Patients at our Eugene, Oregon plastic surgery practice are sometimes surprised to learn that Dr. Jewell is a world-class breast surgeon with more than 35 years of experience in performing both cosmetic and reconstructive breast surgery, with more than 2,400 surgeries performed. That’s reassuring to know for women diagnosed with breast cancer who are seeking his expertise about their breast reconstruction options.
In honor of Breast Cancer Awareness month and Breast Reconstruction Awareness (BRA) Day, we want to discuss the different options for breast reconstruction surgery following a mastectomy. Studies have shown that the range of options available often aren’t explained to women getting mastectomies. These statistics underscore the need for BRA Day:
- Less than 50% of women who require mastectomy are offered breast reconstruction surgery.
- Only 23% know the wide range of reconstruction options available.
- Fewer than 20% of women choose to undergo immediate reconstruction (at the time of their mastectomy).
There are 3 primary surgical paths offered (along with the option of not having reconstructive surgery). Dr. Jewell works closely with your primary breast surgeon and customizes the procedure based on your body type and the status of your cancer treatments.
Implant Reconstruction After Tissue Expansion
This type of reconstruction is the least invasive and requires less recovery time compared to flap reconstruction with a patient’s own tissue. Dr. Jewell performs the procedure at the same time that a breast surgery oncologist performs a mastectomy.
Dr. Jewell begins the reconstruction process by inserting an expander beneath the chest muscle. This is similar to an implant, but it has a valve that allows more saline to be added (with a simple injection through the skin into the valve) after surgery. Over the course of about 2 to 6 months — Dr. Jewell gradually fills the expander with a sterile, saline solution. This process will usually begin 3 to 4 weeks after your mastectomy and slowly creates healthy tissue to cover the breast mound.

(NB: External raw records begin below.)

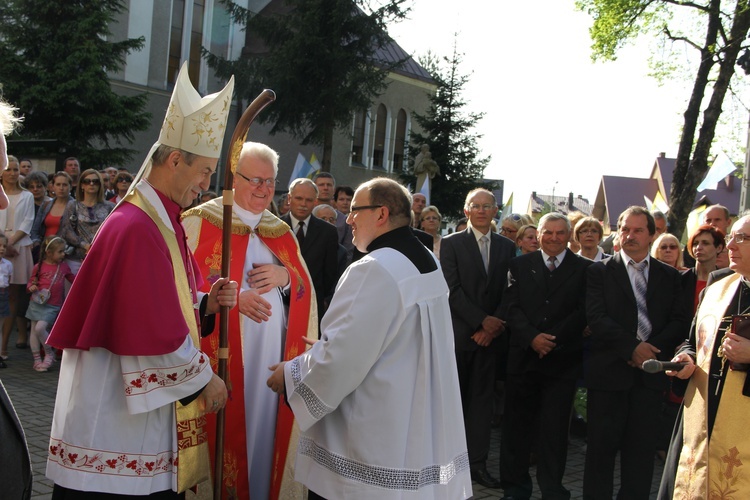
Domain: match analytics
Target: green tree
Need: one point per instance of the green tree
(447, 130)
(55, 58)
(321, 59)
(712, 29)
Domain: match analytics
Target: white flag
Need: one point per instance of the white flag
(721, 167)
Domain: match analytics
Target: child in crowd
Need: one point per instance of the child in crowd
(47, 294)
(6, 271)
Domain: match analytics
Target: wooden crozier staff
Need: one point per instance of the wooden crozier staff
(238, 139)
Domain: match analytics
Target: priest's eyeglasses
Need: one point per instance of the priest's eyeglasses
(486, 207)
(257, 181)
(363, 207)
(737, 237)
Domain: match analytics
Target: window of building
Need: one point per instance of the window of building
(378, 153)
(175, 40)
(191, 14)
(358, 138)
(399, 145)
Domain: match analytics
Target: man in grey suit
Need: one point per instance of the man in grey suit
(475, 265)
(636, 312)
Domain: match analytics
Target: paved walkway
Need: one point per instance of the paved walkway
(33, 395)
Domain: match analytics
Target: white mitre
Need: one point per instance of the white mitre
(193, 123)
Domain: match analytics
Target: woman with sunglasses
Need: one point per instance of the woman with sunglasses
(48, 217)
(667, 249)
(588, 233)
(122, 183)
(83, 217)
(430, 223)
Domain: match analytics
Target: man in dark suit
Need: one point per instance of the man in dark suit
(545, 308)
(318, 240)
(475, 264)
(636, 312)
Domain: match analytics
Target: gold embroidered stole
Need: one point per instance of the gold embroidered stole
(713, 469)
(192, 462)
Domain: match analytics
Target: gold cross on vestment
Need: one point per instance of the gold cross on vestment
(732, 461)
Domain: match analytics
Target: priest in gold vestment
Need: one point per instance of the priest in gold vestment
(710, 452)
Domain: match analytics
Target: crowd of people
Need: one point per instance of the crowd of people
(366, 343)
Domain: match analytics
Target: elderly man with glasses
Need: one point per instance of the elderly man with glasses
(475, 265)
(276, 310)
(711, 443)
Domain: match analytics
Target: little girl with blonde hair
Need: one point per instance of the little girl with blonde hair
(47, 294)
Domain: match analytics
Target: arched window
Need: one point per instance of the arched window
(381, 124)
(400, 141)
(186, 35)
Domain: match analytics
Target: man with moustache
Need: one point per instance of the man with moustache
(636, 312)
(546, 316)
(318, 240)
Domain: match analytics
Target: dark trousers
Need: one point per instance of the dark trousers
(537, 409)
(62, 493)
(476, 377)
(627, 421)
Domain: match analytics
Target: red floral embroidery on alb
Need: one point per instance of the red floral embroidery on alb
(137, 383)
(111, 463)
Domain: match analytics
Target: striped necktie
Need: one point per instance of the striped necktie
(644, 324)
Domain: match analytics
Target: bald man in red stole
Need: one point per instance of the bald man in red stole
(276, 311)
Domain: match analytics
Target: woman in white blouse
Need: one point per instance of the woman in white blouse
(16, 221)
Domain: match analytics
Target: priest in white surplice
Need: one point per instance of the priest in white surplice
(276, 311)
(377, 398)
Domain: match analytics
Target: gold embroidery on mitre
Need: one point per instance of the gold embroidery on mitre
(193, 123)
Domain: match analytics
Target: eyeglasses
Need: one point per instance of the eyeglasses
(737, 237)
(257, 181)
(364, 207)
(486, 207)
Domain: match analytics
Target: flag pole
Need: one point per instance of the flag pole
(235, 147)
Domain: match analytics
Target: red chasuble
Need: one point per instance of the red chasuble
(279, 240)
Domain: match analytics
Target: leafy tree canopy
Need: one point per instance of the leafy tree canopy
(715, 32)
(55, 58)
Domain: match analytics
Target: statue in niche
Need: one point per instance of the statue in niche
(425, 168)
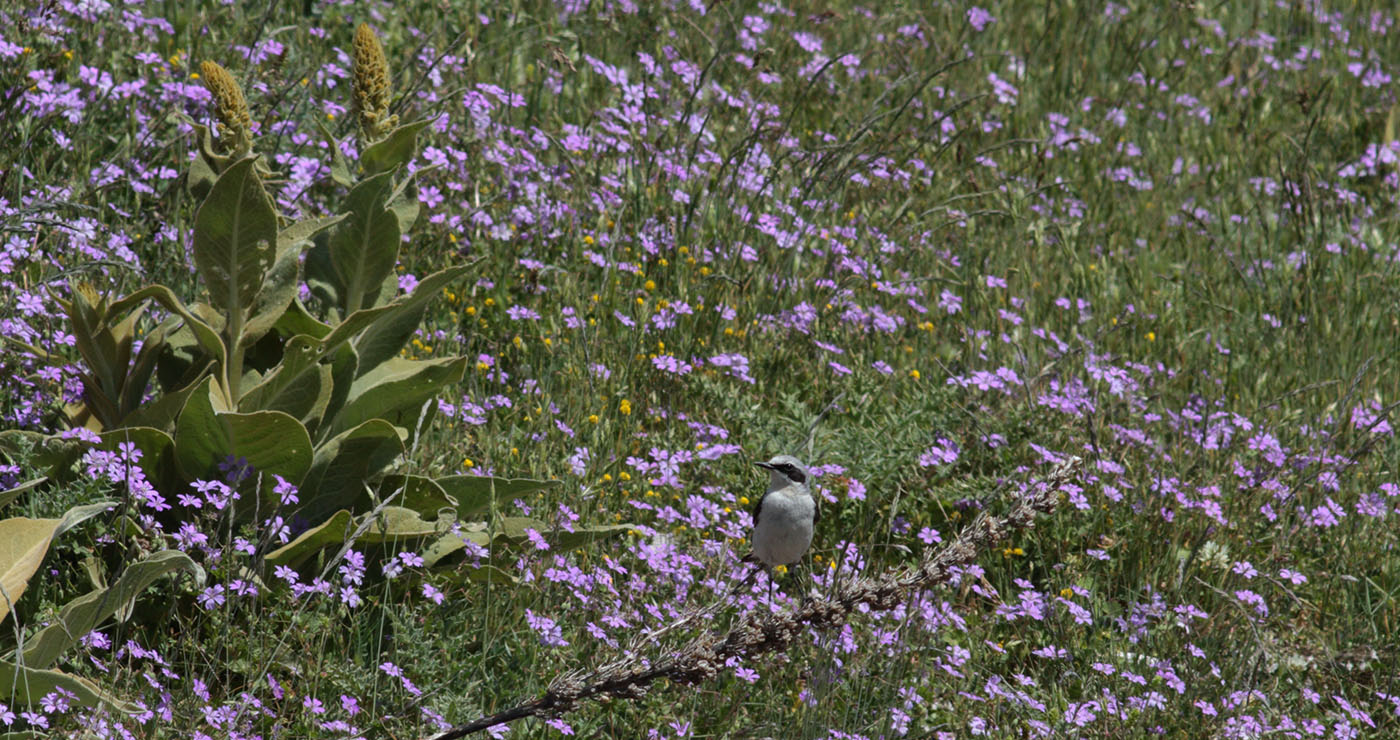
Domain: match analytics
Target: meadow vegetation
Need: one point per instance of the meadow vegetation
(371, 368)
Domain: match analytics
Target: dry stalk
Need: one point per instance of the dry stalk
(760, 632)
(235, 125)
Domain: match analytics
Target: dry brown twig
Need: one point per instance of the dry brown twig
(760, 632)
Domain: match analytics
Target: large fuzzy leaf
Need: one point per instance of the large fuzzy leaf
(235, 238)
(333, 530)
(205, 335)
(270, 441)
(157, 451)
(473, 494)
(24, 686)
(86, 613)
(396, 386)
(394, 150)
(366, 245)
(417, 493)
(392, 330)
(23, 544)
(345, 465)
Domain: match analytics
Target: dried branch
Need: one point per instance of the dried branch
(760, 632)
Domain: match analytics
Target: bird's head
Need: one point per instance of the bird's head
(786, 467)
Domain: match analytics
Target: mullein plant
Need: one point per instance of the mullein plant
(305, 395)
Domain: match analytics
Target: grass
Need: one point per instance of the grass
(704, 238)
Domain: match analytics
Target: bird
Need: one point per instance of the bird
(784, 518)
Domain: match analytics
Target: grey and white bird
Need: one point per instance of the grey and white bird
(784, 518)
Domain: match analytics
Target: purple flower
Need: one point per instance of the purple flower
(942, 452)
(979, 18)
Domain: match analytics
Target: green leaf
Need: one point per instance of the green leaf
(560, 539)
(25, 686)
(345, 465)
(392, 330)
(304, 230)
(398, 386)
(273, 442)
(339, 165)
(394, 150)
(454, 542)
(52, 453)
(298, 321)
(311, 542)
(23, 544)
(6, 497)
(482, 574)
(294, 385)
(86, 613)
(161, 411)
(473, 494)
(235, 238)
(157, 449)
(395, 523)
(205, 335)
(277, 291)
(366, 245)
(417, 493)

Eventually, the expander is replaced with a breast implant. This is a relatively straightforward procedure that’s usually performed as outpatient surgery. Then after a few months, Dr. Jewell can reconstruct a nipple and perform surgery on the opposite breast, if necessary, to help match the new reconstructed breast. A tattoo artist can add color to the areola.

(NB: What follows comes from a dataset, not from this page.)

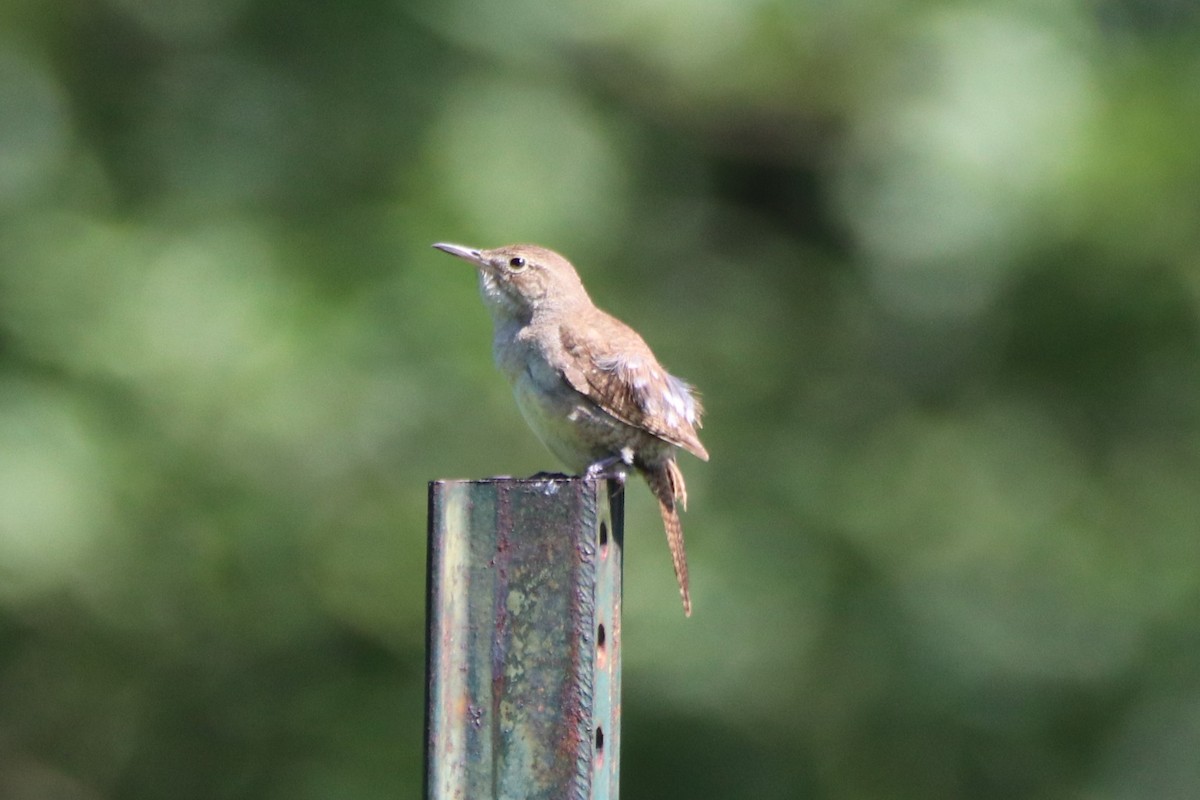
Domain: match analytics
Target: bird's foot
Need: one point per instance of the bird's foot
(613, 467)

The other 2 options include:
Flap Reconstruction with the Patient’s Own Tissue
These procedures use tissue from other parts of your body, such as the back, thighs, or buttocks to rebuild the breast shape. In general, flap reconstruction procedures require more surgery and a longer recovery than other breast implant procedures. Dr. Jewell explains the details of this option during the consultation.
Combination Flap and Implant Reconstruction
Combining the 2 approaches may be best-suited for patients in limited situations. For example, if a patient prefers an implant reconstruction, but the chest tissue will not be able to provide a healthy cover. Also, some patients might want greater fullness than a flap can provide alone, so an implant can be used.
Before deciding which type of reconstruction you want, there needs to be open dialogue between your breast surgeon, your oncologist, your plastic surgeon, and you. Being diagnosed with breast cancer and having to undergo a mastectomy does not mean a woman must settle for being unhappy with her new breasts.
After a tough and demanding journey, breast reconstruction surgery can be physically and emotionally rewarding for breast cancer survivors. Dr. Jewell’s main priority is safety during breast surgery, so patients can have peace of mind in his care.